The greatest enemy of any quantitative trader is (curve-fitting). An overfitted strategy is perfectly tuned to the historical data used to create it, but fails catastrophically when trading live on unseen market data.
The code runs in a live market environment but does not send real orders. The Strategy Quant compares simulated fills to theoretical fills. Is the latency hurting the Sharpe ratio?
Fixed lot size, percentage of account risk, or ATR-based position sizing. Step 3: Massive Automated Generation
Open, High, Low, Close, and Volume across various timeframes. Order Types: Market orders, stop orders, and limit orders. 2. Genetic Generation
Is the Strategy Quant becoming obsolete? No, but the tools are changing.
A truly robust mathematical edge often performs well across multiple instruments. StrategyQuant allows users to cross-test a strategy generated on EUR/USD against GBP/USD, AUD/USD, or indices with a single click. Strategies that fail on correlated markets are flagged as potentially overfitted. Supported Asset Classes and Platforms
In 2025, many fund managers ask: Why do I need a Strategy Quant when I have Reinforcement Learning (RL) and AutoML?

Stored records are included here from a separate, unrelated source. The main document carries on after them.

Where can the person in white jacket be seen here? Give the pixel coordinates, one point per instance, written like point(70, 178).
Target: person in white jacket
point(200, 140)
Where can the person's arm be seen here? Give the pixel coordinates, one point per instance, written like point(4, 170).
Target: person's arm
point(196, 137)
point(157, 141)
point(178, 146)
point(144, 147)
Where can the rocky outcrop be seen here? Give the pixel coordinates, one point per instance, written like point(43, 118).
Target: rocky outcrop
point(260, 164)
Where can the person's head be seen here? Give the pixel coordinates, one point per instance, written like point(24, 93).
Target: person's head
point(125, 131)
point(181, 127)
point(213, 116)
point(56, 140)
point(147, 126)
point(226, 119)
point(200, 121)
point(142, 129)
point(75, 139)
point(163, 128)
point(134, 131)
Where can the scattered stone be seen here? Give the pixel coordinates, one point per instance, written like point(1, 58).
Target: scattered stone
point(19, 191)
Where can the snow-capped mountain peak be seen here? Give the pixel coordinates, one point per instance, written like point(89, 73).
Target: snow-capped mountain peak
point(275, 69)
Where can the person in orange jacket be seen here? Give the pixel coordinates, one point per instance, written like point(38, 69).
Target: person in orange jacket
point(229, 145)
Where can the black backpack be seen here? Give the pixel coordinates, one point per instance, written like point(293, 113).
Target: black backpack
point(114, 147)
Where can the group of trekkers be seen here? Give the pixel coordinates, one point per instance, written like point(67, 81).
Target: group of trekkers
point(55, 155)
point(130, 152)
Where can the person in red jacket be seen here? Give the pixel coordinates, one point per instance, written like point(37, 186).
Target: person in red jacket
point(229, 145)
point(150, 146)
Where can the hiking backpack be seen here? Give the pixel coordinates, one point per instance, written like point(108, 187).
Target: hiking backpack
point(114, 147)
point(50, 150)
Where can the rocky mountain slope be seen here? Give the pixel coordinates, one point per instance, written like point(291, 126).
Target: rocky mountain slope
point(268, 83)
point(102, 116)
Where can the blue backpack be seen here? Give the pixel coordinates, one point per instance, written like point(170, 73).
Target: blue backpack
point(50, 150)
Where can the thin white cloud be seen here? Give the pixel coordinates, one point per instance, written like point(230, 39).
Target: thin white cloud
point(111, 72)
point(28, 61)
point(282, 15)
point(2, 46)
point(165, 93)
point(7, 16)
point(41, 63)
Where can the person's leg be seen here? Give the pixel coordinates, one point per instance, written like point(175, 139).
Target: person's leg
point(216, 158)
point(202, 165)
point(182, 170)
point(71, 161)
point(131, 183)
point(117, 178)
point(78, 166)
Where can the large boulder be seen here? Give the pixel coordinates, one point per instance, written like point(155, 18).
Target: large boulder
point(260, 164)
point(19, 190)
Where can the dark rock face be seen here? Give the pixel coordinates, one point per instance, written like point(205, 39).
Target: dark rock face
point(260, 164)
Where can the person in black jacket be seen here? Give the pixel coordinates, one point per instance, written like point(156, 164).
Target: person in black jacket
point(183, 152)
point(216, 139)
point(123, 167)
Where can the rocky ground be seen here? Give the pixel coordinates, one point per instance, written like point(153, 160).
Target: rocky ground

You cannot rely on standard regression alone. You must understand:
Strategies that fail to meet your minimum performance criteria are immediately discarded. The strategies that pass are kept in a "databank" as the foundation for the next generation. 4. Crossover and Mutation
Ideal for retail Forex and CFD trading.
Markets do not repeat themselves exactly. StrategyQuant’s Monte Carlo simulator tests how a strategy handles variations by running hundreds of simulations with slight alterations:
To help me tailor any specific details about StrategyQuant for you, please let me know:
How does a raw idea become a live strategy under the watch of a Strategy Quant?